I didn’t let Little Bear run loose because he thought he was the biggest baddest meanest SOB in the valley (he really kinda was) and he caused me trouble with neighbors and would almost certainly have led me into conflict with the cattlemen. Oh, how he wanted to kill a calf. Unless he met a mountain lion or something he probably wasn’t in any danger from predators (the one time he came nose-to-nose with a coyote was hilarious) and deep in his heart he wanted to go out and be one of those dogs. He was a slave to his chase reflex and when he was young he frequently broke clips off tie-out cables until he finally ended up shackled to hardware more appropriate to a horse. He avoided snakes and cactus but I don’t think he’d have survived a porcupine because he was an impulsive idiot. Also he had a lot of Newfoundland in him and if he’d been trapped in the sun he’d have quickly died of exposure. That dog overheated at the drop of any hat. I always felt bad about it because he lived with Ghost, and Ghost ran around loose. I worried about Ghost but somehow he managed to die old and fat. If he paid for his sins it was only in the form of old injuries coming back to haunt him in his dotage and … well, I can’t throw stones at that.
And this is why I don’t let any dog run around loose unless I’m convinced he has some sense. He’ll have a great time – until something kills him.

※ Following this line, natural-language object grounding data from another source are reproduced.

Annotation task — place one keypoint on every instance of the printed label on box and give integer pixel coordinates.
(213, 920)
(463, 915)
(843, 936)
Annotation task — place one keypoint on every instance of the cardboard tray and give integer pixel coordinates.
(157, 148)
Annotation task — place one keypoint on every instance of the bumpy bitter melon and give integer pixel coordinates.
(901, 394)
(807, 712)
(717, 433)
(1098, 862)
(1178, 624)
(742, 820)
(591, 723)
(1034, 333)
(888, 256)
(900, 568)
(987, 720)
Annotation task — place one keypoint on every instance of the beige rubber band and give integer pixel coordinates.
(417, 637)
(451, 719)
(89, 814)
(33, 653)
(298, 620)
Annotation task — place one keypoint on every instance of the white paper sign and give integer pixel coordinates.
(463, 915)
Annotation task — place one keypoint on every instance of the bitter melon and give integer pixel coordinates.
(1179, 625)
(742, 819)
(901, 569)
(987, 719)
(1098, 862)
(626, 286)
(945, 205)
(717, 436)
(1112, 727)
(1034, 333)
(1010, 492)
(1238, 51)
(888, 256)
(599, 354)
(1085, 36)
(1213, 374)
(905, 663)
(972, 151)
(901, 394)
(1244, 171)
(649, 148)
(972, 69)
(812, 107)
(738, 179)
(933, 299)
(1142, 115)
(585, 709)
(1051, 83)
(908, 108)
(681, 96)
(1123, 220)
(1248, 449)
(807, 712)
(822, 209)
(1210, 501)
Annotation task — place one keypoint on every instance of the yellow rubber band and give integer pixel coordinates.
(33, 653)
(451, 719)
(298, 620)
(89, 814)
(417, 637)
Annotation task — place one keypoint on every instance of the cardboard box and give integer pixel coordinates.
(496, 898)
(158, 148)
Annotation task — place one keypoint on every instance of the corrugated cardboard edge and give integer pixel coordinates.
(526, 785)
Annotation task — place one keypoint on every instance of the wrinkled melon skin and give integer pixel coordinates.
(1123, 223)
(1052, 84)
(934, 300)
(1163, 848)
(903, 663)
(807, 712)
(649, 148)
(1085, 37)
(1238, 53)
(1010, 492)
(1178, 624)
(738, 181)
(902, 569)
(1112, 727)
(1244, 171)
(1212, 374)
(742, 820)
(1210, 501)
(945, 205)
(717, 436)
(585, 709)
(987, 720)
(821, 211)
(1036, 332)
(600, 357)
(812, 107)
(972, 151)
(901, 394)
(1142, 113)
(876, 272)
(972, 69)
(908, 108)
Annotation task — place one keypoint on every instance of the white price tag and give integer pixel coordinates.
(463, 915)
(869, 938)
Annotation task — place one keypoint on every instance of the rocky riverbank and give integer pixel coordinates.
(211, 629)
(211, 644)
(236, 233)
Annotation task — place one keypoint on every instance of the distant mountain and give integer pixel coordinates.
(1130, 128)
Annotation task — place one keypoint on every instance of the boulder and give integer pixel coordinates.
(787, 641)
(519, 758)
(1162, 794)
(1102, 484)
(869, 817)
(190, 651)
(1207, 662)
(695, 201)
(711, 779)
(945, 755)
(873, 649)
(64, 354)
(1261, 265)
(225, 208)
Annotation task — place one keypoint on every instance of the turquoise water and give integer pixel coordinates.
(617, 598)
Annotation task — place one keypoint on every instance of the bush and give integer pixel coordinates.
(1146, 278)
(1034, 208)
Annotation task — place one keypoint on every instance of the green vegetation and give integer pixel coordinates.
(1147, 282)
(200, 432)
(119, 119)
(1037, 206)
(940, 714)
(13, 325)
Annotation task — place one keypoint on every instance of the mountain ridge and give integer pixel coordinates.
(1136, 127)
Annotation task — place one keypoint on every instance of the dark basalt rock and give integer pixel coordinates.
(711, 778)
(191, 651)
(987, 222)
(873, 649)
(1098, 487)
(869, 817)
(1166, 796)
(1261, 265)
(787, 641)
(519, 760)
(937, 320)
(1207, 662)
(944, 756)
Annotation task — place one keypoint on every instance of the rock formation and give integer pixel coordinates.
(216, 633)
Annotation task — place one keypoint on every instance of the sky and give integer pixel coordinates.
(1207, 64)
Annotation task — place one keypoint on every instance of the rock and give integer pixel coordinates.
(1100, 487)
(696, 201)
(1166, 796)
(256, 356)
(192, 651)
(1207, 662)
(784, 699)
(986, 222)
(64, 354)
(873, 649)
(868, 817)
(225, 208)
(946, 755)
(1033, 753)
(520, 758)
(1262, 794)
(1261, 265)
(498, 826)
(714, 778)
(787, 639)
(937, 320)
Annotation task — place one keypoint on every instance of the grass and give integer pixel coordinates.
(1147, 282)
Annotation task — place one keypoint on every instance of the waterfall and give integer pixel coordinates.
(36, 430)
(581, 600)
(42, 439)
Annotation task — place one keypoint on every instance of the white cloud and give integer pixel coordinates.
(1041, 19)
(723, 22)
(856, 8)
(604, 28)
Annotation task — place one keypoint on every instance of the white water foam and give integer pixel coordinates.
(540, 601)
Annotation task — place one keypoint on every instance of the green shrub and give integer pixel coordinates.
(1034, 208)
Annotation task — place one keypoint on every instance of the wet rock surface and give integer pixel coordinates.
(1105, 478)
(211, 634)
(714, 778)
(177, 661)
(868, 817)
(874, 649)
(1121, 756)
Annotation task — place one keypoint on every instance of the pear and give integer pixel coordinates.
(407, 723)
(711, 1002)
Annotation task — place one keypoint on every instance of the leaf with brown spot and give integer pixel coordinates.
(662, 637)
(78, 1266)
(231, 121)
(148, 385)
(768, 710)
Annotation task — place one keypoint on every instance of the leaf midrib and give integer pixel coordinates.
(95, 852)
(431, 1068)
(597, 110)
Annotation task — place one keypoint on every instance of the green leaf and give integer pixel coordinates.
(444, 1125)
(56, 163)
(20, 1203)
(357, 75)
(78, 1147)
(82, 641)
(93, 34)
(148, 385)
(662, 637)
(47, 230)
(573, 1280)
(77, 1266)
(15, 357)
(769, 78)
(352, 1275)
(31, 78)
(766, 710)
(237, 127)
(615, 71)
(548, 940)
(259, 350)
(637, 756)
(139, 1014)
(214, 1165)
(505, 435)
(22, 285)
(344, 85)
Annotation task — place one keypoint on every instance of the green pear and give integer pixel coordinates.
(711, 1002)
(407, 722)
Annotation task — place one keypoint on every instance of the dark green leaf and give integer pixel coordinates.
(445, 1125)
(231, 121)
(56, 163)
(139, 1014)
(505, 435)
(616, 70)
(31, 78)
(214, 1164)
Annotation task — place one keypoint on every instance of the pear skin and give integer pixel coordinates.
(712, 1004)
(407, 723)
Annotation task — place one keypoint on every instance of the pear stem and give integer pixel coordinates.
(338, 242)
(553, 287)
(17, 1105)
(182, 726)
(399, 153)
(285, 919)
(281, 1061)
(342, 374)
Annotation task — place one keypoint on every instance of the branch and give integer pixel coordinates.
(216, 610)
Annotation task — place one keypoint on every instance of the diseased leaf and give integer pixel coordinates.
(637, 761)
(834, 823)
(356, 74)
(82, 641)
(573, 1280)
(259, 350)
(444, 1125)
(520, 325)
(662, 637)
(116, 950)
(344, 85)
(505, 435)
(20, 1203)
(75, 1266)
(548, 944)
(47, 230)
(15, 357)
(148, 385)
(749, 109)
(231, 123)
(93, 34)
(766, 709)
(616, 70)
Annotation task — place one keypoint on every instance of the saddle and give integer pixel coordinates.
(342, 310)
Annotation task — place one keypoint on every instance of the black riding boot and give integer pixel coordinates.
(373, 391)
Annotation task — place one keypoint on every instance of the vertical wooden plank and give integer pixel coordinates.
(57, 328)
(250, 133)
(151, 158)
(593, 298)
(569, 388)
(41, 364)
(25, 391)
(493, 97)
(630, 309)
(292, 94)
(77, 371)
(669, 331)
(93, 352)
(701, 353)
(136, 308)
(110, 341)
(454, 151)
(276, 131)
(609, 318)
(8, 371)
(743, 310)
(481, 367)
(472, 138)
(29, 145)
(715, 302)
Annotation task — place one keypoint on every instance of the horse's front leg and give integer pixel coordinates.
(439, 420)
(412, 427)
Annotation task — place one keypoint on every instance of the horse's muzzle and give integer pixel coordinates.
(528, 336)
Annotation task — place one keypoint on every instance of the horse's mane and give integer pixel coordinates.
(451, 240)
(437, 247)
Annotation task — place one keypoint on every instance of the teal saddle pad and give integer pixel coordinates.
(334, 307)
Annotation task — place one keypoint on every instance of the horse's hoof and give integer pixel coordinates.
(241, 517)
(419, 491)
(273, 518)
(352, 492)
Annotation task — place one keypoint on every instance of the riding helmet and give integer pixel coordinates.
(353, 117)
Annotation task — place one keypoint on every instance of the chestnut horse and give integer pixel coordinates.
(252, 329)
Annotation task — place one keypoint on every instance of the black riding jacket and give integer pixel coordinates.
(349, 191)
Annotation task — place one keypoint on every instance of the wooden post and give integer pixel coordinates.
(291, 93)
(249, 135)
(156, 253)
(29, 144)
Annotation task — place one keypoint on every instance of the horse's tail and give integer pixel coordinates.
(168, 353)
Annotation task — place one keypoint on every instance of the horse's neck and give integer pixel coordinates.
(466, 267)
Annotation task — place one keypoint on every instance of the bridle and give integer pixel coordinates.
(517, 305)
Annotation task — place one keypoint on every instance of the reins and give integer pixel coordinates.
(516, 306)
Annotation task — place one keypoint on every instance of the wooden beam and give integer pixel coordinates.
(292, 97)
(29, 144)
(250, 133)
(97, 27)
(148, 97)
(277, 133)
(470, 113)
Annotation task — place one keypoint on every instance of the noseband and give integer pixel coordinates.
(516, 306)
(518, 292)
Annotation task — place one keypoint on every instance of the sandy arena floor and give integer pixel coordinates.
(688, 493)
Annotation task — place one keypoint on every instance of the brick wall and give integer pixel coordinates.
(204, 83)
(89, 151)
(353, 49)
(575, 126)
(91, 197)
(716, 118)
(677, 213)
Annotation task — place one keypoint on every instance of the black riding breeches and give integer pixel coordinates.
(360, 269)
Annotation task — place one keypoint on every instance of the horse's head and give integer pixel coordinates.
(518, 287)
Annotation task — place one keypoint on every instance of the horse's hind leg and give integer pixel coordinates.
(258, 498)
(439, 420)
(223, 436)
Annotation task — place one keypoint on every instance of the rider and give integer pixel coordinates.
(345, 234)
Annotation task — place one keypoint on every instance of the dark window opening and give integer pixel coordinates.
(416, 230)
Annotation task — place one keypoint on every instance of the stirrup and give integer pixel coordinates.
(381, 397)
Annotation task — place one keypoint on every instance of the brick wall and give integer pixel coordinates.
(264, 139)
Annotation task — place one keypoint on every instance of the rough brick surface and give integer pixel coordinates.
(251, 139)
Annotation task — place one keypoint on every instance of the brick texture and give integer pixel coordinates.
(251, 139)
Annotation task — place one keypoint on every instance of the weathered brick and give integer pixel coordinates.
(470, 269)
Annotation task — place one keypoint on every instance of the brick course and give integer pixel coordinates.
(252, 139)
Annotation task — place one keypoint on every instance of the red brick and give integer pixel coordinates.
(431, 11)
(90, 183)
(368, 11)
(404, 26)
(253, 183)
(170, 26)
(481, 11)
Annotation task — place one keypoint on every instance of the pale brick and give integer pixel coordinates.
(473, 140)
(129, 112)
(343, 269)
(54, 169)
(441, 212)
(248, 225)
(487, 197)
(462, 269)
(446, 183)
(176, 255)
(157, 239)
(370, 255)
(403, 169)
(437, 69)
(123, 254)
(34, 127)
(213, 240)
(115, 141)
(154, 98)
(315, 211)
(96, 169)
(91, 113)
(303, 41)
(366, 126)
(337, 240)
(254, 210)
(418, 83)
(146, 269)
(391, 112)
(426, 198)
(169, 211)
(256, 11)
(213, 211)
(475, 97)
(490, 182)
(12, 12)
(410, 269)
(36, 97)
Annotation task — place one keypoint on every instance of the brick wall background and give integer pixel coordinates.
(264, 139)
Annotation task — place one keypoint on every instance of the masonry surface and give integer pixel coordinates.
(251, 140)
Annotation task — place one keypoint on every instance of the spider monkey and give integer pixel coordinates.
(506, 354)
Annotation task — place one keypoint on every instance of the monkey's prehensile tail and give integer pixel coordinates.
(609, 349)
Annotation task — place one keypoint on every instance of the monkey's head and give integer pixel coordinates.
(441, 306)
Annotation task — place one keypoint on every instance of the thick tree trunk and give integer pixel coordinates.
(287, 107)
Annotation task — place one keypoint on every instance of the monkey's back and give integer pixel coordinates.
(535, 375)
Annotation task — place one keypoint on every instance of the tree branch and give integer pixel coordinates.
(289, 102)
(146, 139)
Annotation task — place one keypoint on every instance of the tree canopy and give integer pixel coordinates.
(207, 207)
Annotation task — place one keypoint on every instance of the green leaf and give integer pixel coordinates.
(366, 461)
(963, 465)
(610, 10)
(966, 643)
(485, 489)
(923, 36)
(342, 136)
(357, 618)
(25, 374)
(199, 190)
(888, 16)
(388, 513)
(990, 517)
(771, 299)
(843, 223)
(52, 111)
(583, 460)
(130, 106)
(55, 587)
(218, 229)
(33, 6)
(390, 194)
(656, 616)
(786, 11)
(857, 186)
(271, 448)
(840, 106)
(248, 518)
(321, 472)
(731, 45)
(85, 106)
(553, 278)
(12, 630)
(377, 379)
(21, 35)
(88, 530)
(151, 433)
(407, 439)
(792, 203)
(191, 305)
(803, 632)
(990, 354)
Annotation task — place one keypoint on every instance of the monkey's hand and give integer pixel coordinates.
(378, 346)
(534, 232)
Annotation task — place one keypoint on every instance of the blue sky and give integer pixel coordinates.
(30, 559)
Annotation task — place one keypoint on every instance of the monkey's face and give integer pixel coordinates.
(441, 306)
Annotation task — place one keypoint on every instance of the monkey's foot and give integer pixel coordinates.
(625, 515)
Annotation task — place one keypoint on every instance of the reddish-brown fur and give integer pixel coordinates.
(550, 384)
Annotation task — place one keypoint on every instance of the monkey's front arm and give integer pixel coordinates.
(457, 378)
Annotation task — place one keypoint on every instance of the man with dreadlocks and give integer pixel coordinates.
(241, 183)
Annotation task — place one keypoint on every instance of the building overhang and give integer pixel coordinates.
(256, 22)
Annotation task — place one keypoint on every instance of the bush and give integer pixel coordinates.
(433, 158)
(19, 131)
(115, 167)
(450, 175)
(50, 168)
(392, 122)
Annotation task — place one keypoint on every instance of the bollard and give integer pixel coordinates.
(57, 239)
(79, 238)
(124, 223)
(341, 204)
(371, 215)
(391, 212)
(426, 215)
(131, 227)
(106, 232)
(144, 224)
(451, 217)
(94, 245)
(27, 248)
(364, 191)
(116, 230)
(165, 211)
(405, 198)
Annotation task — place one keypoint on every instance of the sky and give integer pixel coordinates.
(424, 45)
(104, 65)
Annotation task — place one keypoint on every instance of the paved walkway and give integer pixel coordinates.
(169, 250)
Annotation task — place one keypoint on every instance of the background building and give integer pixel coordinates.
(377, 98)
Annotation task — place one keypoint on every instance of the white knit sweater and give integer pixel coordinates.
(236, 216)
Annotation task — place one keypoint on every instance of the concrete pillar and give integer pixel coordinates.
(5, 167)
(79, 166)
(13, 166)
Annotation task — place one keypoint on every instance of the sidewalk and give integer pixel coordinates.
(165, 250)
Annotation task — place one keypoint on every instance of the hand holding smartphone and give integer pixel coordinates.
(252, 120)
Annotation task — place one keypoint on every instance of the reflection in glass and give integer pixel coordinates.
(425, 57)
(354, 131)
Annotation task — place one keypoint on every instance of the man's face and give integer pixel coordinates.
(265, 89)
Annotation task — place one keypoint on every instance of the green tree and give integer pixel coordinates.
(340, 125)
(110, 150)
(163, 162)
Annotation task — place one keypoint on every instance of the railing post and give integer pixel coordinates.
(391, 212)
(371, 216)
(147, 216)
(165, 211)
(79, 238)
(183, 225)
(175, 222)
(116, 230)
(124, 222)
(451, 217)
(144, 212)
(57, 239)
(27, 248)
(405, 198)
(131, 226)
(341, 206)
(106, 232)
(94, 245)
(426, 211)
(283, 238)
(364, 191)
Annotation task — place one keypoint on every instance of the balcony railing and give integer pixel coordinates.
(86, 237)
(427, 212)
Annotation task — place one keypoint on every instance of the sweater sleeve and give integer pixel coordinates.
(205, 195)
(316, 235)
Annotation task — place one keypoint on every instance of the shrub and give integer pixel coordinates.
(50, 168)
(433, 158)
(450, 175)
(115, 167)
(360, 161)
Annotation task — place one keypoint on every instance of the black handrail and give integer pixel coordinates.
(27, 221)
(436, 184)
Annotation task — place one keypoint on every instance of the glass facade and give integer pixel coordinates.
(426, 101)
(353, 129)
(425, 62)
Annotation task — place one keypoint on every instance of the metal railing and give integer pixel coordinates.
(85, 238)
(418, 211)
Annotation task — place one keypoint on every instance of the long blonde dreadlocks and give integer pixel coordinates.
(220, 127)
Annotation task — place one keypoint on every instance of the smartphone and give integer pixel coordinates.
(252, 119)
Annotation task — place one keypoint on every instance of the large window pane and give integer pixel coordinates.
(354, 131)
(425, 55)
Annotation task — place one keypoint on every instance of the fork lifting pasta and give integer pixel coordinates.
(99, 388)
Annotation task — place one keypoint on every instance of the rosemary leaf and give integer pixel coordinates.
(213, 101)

Sometimes even a dog that has been raised in the desert will panic into doing something that leaves it lost and alone. Dogs can be stupid. I’ll shorten this screed by suggesting you read my story Ghost does his good deed for the day. That dog got home because his owner, whatever else I may say about how she cares for her dog, did at least provide him with a tag with a name and phone number. Tag your dog with its name and your phone number – even if it’s fenced. Even if it’s “always” leashed. Sometimes dogs run off and get into trouble, and though the odds aren’t good I might find it but I can’t return it without contact information.
Which brings us to townie dogs.
Regular readers know that my current dog is one I would frankly not have chosen left to my own devices. The same month that Little Bear died, which was 13 months ago, I also lost a friend in Wyoming. She had a Corgi…
…one thing led to another and needing a place to go he ended up here. Torso Boy is really quite a clever little dog and though it took a while we have warmed up to one another. But he will never be anything but a house dog. When he goes out for a shit, which is basically to the end of the driveway and back, he is always on a leash. This is because he has spent his entire life in a house or a fenced yard and simply has no concept that anything might be dangerous. He has lived with me for eleven months and he still doesn’t understand cactus: I pulled a spine out of his paw this very morning. Recently he literally stepped on a snake. A big snake. I let it happen just to see what he’d do. He learned nothing. He’s a townie dog and he’ll always be a townie dog and that’s just the way it is. It’s not an insult. But a dog that hasn’t been trained young to understand that it’s part of the food chain will always behave as if there is no food chain. It will heedlessly bark and chase and have fun and not realize that it isn’t a game until something terrible happens.
My friends are weekender neighbors whose place isn’t far from mine. They
have had two Shelties which are kind of miniature Collies. And they let them off the leash – because of course they love to run. And they didn’t have tags – because of course they’re right there, how can they get lost?
And then something spooked them both – my friends weren’t able to identify what – and both dogs ran off as fast as their short legs could take them. And one came back.
And my poor friends searched for three days. But now it’s Sunday, and it’s time to go back to the city. And how would that make you feel? They put up fliers. Maybe somebody will find a Sheltie. I hope I do. I’ll certainly continue to look for her.
But I don’t expect to find her. And I guess that’s all I wanted to say.